Don’t forget to highlight the post where the part that specifically addresses his equivocation means the opposite of what it says, because the only possible interpretation that supports his selfish actions is the one that the writers agreed with him but were forced to say the opposite for political reasons. :rolleyes:

You don’t see insisting that a passage must mean *the exact and literal opposite *of what it says, because that’s the *only *way it supports your pet theory, is “distorting those words to serve your own sick needs”?

Sfg, I’m not insisting tha that passage means the opposite of what the words say. I fully acknowledge that those words mean that the bar association thinks lawyers have a moral obligation to do pro bono. I just don’t really give a shit about what other people think I have a moral obligation to do.

On the issue of my own notions of right and wrong, all I meant to say was that I share the same basic ideas of right and wrong with regard to my own actions as do other people in my society. So, I tip, and help old ladies across the street, and don’t ask a woman if she’s pregnant, and don’t ask why someone was out of the office, etc. etc. I don’t tgink anyone else has a “moral obligation” to do these things because that concept is meanoingless. Similarly, if you tell me I have a moral obligation to do something, that doesn’t mean I’m going to do it.

Also, on the subject of how you (SFG) determine whether one has a moral obligation to do somethging, you seem to believe that you have the abilitý to tap into society’s views on what people should and should not d. How do you do that? Do you conatantly conduct scientific surveys? What percentage of people does it take for you to determine that a certain action is a moral obligation?

For example, if I conducted. Scientific poll of Americans and over 50% said that eating meat, drinking alcohol, and having pre-marital sex were all immoral, would you believe you have a moral obligation to not do any of those?
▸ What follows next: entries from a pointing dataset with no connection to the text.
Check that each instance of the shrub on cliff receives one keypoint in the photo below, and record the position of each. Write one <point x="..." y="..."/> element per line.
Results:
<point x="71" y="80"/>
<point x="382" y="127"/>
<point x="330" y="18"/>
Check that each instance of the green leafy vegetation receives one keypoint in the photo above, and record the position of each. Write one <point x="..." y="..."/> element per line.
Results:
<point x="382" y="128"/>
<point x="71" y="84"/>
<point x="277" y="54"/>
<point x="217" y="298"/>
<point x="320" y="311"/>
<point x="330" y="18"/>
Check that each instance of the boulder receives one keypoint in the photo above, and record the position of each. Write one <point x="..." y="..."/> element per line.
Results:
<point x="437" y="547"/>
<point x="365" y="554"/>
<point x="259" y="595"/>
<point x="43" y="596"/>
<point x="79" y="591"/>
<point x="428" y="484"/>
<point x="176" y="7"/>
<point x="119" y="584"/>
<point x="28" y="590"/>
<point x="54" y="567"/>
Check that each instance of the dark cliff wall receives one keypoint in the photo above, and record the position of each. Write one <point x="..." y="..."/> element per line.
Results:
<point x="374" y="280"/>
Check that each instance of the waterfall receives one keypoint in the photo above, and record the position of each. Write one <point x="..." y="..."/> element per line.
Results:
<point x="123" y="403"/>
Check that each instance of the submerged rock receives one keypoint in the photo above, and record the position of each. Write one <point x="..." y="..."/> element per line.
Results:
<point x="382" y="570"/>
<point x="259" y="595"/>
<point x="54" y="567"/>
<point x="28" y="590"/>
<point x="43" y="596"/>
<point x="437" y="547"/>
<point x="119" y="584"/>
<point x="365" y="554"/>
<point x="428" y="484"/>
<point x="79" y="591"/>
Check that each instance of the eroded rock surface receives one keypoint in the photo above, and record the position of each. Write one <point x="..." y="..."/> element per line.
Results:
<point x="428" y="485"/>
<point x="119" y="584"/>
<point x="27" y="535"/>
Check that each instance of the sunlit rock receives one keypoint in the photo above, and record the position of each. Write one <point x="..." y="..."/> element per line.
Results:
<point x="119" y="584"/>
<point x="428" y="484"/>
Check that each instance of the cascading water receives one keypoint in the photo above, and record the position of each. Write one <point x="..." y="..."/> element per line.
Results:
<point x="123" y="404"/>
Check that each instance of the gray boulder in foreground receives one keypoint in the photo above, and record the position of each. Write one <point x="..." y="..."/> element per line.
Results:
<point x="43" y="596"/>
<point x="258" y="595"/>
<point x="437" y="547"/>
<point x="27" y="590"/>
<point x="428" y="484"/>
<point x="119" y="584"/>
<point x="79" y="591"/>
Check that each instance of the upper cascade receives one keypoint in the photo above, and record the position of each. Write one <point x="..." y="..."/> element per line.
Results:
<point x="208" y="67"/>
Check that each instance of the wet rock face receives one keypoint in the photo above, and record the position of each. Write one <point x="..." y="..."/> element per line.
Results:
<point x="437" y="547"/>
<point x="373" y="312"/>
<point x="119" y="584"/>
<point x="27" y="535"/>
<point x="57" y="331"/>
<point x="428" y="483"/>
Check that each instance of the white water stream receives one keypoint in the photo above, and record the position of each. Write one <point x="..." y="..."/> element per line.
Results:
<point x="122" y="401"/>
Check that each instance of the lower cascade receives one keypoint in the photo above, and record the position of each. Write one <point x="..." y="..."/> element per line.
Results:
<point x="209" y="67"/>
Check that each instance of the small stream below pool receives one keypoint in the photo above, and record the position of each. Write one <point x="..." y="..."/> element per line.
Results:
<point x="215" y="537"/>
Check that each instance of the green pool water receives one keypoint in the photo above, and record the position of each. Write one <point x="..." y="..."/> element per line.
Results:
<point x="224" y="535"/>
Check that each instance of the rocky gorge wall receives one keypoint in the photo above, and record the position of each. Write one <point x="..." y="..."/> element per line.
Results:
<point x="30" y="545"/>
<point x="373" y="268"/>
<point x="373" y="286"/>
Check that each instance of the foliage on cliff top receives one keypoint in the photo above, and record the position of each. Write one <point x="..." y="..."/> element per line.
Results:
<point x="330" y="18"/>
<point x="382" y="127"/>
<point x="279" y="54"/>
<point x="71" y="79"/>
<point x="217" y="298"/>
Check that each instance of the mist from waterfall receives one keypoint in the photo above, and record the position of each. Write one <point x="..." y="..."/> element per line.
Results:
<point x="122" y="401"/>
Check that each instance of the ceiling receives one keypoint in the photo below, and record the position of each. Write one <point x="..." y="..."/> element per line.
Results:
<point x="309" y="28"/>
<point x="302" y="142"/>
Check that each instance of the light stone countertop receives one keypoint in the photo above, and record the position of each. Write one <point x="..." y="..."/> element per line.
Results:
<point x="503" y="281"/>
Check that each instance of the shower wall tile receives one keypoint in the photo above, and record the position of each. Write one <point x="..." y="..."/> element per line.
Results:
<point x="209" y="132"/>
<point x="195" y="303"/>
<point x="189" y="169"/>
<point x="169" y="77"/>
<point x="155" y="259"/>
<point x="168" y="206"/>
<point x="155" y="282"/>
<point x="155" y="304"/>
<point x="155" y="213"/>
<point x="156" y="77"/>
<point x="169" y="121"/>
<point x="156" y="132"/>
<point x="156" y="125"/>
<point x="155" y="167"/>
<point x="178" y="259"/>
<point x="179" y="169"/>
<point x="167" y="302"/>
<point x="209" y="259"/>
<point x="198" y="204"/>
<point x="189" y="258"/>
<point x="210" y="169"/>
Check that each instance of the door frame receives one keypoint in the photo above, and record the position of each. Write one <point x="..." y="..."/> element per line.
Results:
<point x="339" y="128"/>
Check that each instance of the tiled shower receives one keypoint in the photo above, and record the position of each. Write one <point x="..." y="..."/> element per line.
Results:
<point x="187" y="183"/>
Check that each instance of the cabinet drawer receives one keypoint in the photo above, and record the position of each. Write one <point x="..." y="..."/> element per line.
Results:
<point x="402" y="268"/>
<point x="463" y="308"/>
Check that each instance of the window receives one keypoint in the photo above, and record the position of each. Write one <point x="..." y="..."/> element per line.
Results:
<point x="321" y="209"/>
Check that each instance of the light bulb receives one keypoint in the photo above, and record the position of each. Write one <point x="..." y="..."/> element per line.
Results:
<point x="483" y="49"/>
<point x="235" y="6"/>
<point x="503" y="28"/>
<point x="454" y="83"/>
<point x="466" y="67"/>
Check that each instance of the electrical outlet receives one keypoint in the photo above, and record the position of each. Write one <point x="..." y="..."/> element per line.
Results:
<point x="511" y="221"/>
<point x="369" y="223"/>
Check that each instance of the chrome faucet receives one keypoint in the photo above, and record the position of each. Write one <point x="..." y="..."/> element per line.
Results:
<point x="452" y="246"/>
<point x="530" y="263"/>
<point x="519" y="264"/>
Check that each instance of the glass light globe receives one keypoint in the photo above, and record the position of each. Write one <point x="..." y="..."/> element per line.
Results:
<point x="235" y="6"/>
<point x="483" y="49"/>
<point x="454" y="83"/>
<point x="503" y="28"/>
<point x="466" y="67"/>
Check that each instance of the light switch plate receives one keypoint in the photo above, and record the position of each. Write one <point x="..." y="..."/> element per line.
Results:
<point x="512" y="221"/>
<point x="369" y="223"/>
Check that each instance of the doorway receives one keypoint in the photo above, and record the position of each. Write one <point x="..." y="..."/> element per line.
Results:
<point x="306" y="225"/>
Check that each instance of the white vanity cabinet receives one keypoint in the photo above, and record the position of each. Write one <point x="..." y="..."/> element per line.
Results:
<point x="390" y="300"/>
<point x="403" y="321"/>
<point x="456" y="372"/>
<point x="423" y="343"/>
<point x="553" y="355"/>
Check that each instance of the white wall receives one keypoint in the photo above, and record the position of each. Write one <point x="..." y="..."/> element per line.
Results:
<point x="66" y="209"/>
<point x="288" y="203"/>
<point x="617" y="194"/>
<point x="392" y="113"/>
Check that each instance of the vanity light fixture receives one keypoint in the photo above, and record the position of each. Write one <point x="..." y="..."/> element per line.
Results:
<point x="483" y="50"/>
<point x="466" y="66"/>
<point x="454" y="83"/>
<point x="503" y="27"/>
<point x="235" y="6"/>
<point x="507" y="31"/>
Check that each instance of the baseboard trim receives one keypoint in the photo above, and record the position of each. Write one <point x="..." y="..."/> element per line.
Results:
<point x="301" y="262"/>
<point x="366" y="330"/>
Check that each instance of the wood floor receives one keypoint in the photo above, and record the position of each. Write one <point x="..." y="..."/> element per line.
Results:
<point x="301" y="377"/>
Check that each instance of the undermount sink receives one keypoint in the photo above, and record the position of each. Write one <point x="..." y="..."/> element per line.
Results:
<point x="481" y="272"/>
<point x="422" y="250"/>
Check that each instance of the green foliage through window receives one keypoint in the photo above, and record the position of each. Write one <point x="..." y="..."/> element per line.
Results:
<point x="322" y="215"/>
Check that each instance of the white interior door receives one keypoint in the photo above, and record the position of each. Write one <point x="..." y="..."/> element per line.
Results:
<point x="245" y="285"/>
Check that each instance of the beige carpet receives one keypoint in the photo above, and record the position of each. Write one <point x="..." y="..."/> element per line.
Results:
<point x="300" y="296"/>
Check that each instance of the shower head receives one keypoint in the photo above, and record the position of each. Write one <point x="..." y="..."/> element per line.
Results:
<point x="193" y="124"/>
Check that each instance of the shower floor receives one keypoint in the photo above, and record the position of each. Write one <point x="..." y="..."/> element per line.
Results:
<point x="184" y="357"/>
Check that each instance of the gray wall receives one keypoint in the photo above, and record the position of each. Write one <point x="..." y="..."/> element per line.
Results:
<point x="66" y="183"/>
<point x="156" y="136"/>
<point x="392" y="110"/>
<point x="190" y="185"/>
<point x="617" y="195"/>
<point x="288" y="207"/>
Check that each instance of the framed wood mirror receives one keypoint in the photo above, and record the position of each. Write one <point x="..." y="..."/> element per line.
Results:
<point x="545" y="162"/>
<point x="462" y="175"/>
I sure wouldn’t brag about doing it.

soothingly No-one thinks you’re a sociopath.
As to that, there are too many variables to deciding between you and another person; and I don’t really care about people as much as you do to come to any conclusion. That kind of moralising, though, in your comparison, explains why libertarians are as righteously annoying as communists.

On the other hand, I guess some people, given the choice, would prefer food to tax advice if they could elect for one only; so prolly the hash slinger is objectively more valuable than a lawyer.